Sigorta sektöründe çalışmamış olsaydınız, kariyerinizi hangi meslek üzerine yapardınız?

Büyük ihtimalle doktor olurdum. Gençliğimde kendimi çözülemeyen matematik problemlerini çözerken hayal ederdim ama bugün için olsa, çözülemeyen tıbbi sorunları çözen, aşı geliştiren biri olmak isterdim.

Yeni mezun olan ve bu sektöre girmek isteyen gençlere bir mesajınız var mı? Nelere dikkat etmeliler, neleri amaç edinmeliler?
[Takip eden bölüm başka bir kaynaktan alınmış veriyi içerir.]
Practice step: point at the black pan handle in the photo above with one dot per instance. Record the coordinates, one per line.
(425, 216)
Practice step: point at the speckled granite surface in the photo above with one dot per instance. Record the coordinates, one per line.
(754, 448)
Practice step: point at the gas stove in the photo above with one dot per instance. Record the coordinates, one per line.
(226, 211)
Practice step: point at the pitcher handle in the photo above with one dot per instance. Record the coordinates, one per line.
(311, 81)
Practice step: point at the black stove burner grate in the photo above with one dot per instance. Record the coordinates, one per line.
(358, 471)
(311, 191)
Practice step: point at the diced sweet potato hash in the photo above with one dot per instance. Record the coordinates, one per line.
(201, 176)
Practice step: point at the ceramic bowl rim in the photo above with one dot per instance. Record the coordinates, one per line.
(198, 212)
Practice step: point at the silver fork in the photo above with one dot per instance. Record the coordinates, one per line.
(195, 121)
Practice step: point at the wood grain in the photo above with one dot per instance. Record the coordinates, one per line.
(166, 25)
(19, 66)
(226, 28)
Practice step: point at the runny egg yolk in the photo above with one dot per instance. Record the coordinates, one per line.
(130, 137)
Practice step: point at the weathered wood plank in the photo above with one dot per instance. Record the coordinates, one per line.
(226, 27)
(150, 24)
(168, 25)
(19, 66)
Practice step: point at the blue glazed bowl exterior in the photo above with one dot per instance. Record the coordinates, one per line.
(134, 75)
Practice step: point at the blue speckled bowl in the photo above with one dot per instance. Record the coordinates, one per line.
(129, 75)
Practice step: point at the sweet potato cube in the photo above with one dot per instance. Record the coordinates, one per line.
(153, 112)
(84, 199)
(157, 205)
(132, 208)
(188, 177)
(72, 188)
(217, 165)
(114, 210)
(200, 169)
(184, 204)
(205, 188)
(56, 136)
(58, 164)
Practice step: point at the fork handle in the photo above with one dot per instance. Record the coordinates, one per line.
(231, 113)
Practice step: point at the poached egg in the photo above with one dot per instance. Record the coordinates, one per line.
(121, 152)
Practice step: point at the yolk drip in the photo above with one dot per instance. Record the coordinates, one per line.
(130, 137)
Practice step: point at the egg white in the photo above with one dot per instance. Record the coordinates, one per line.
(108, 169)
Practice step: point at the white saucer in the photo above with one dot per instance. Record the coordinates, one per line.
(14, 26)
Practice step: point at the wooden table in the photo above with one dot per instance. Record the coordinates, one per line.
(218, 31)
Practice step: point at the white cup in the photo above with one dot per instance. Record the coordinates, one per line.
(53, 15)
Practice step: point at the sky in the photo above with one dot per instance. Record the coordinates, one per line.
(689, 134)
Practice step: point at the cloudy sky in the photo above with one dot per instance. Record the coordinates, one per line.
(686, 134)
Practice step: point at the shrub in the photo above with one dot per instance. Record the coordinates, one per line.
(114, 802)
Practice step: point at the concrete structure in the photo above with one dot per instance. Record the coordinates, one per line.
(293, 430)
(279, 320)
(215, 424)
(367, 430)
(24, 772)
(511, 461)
Öncelikle meraklı olsunlar. Her ne iş yaparlarsa yapsınlar, yaptıkları işi merak etsinler. Sorgulasınlar, öğrenmeye çalışsınlar ve fikirlerini dürüstçe, açıkça, korkmadan söyleyebilsinler. Bu onları özgür fikirli insanlar haline getirecektir. Bugünün dünyasında bilgiye ulaşmak çok kolay ama bir taraftan da bu bir handikap yaratıyor. Yüzeysel bir bilgi edinip geçilebiliyor oysa belirli bir derinlikte bilginin oluşması çok önemli. Beklentilerini çok kısa vadede tutuyorlar. Hemen ünvanlara takılıyorlar. Oysa burada asıl önemli olan şey bilgi. Ünvanların hepsi geçici. Her ne iş yapıyorlarsa, sorgulayıcı ve gelişime açık kişiler olduklarında zaten o mesleğin en üst noktasına geleceklerdir. Sigortacılık çok keyifli bir meslek. Her zaman söyleniyor, sigortacılık geleceğin mesleği olacak diye. Bugün halen daha bu özelliğini koruyor. Çünkü bünyesinde teknolojiyi, insanı ve bilimi barındıran bir meslek grubu.